Beatrix Hüller hat sechs Jahre lang bei einer Versicherung als Schadensreguliererin gearbeitet, bei einem Unternehmen mit gutem Ruf, das heute zu einem großen Konzern gehört. Die Bearbeitung von Schadensfällen hat die Juristin dort von der Pike auf gelernt. "Ich war im Bereich Unfall- und Berufsunfähigkeitsversicherungen eingesetzt, ich habe Gerichtsprozesse begleitet, mit den Anwälten und den Ärzten der Versicherung zusammengearbeitet". Sie hat gelernt, alle Register zu ziehen, wenn es darum ging, Ansprüche von Versicherten abzuwehren. Keine Schikane war ihr fremd. Sie musste abgebrüht sein, so sieht sie sich im Rückblick selber. Heute arbeitet sie als Fachanwältin für Versicherungsrecht ausschließlich für Versicherungsopfer.

Bei Unfallversicherungen sei es die Regel, dass Ansprüche abgeschmettert würden. Das sind Massenversicherungen. Da werden Ablehnungen nicht mehr individuell geschrieben. Es gibt Textbausteine, ungefähr 30 verschiedene, die miteinander kombinierbar sind. Die Unbeholfenheit vieler Versicherter, die ihr Anliegen schlecht ausdrücken könnten, werde gnadenlos ausgenutzt. Sachbearbeitern gehe es nicht darum, einem Verunglückten möglichst schnell zu helfen, sondern allein um die Frage: "Wie krieg ich das Ding vom Tisch?" – und zwar ohne dass das Unternehmen zahlen muss.

Auch Bernd Matthias Höke, Jurist, hat jahrelang für eine Versicherung gearbeitet.
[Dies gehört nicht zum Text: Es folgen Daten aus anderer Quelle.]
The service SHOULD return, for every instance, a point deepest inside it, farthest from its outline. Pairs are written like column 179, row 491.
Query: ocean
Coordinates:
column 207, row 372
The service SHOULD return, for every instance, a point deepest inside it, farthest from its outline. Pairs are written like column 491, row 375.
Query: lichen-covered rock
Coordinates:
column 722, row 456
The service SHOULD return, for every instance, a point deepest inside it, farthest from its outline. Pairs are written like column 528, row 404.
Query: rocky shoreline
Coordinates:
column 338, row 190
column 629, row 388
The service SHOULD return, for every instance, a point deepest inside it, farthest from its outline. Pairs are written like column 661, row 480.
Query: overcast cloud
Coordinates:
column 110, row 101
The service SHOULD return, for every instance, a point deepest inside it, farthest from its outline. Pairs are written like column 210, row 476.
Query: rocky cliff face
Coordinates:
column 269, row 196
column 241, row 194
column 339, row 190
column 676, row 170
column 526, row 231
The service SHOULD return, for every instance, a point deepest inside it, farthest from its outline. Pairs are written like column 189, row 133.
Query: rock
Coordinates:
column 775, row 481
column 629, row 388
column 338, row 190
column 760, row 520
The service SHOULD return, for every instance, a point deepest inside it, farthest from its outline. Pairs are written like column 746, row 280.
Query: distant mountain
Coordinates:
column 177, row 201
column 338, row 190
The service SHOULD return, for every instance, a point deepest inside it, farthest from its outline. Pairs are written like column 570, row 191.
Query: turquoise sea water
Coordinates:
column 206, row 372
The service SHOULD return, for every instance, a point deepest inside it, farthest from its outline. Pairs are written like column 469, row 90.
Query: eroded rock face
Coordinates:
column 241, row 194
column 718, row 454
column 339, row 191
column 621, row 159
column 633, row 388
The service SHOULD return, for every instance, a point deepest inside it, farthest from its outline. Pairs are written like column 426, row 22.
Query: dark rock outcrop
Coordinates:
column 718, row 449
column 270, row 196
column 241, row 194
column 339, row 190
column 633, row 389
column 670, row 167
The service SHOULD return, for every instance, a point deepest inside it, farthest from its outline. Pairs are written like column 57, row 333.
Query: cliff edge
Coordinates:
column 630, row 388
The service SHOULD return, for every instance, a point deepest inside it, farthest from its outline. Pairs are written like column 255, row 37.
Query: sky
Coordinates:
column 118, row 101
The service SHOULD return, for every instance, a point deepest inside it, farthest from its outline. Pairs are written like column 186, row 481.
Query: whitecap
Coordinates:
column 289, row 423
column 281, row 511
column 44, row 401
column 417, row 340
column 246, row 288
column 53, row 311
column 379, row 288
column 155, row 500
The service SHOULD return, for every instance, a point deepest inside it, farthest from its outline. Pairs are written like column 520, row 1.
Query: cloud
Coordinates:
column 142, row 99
Er war Schadenschef, Vorstand einer Versicherung und leitete die Kraftfahrt-Schadenkommission im Gesamtverband der Deutschen Versicherungswirtschaft, und er war Vizepräsident des Instituts für Europäisches Verkehrsrecht. Ein einflussreicher Lobbyist, der in der Branche geachtet war und der vor einigen Jahren die Seiten gewechselt hat. "Ich habe es mit meinen Überzeugungen nicht mehr vereinbaren können, wie Versicherungen mit Unfallopfern umgehen", erklärt er seinen radikalen Schritt. Heute leitet er eine Kanzlei und schult Anwälte von Versicherungsopfern. Es geht um Waffengleichheit, denn »die Profis sitzen immer aufseiten der Versicherungen«.

In Summe häufen sich Beschwerden zu Gerichtsverfahren. Nämlich dass unwissenschaftliche oder parteiische Gutachten durch Schlüsselstellung im Prozess die Rechtsstaatlichkeit aushebeln. Verlassen sich Gerichte zu unkritisch auf Gutachten? Problematisch scheint der weite Handlungsspielraum für Gutachten durch fehlende gesetzliche Regeln. Vor Gericht und auf hoher See ist man in Gottes Hand, nur hat man auf hoher See wesentlich mehr Chancen!, besagt ein alter Juristenspruch. Recht oder Farce? Viele haben den Glauben an die Justizia bereits verloren. Das soll nicht heißen, dass es in Deutschland und Österreich keine Rechtsstaatlichkeit gibt, aber dieser Bereich schreit nach Verbesserungen. Menschenschicksale und Existenzen hängen davon ab.